JPMorgan Chase & Co. Chairman, President and CEO Jamie Dimon said in a television interview that the Federal Reserve's monetary policy was likely a smart move and would not become disruptive so long as the economy stayed strong.
The Fed's policy-making Federal Open Market Committee has increased its target federal funds rate four times since December 2015, pulling up the key benchmark from near-zero levels that it maintained throughout the financial crisis. The Fed in July detailed how it will unwind its $4.5 trillion balance sheet, which it built up through buying securities in programs known as quantitative easing, or QE. The Fed has not begun reducing the size of its balance sheet.
In an interview on CNBC, Dimon acknowledged that "there's a chance this will not go well" because reversing such a large buildup of assets is unprecedented. But if things don't go as planned, he said, "they'll figure it out. The Fed will respond appropriately."

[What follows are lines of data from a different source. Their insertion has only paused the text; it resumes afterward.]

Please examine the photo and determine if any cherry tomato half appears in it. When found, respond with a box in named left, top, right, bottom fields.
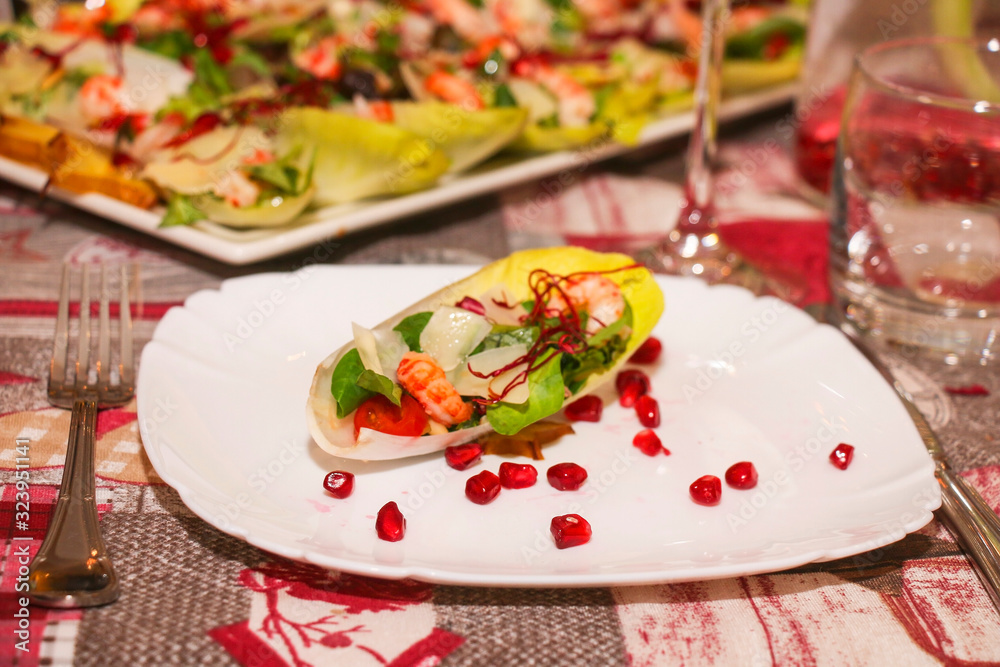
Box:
left=354, top=394, right=427, bottom=440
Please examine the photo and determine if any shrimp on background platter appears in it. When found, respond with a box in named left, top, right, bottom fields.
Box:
left=396, top=352, right=472, bottom=426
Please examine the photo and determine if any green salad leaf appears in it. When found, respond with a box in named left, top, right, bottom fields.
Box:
left=392, top=311, right=434, bottom=352
left=486, top=354, right=565, bottom=435
left=358, top=368, right=403, bottom=406
left=160, top=195, right=205, bottom=227
left=392, top=102, right=528, bottom=172
left=330, top=348, right=375, bottom=419
left=470, top=327, right=539, bottom=355
left=276, top=107, right=449, bottom=206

"My view is the Fed is doing the right things: raising rates, telling people they're going to start reducing the balance sheet," he said. "The likely outcome is that it'll be fine."
On other subjects, Dimon reiterated calls for tax reform and infrastructure spending. When asked if he sees a bubble in the bond market, he noted that in the current environment, in which bond prices are high and spreads are low, he wouldn't buy government debt.
"I'm not going to call it a bubble," Dimon said, "but I personally wouldn't be buying 10-year sovereign debt anywhere around the world."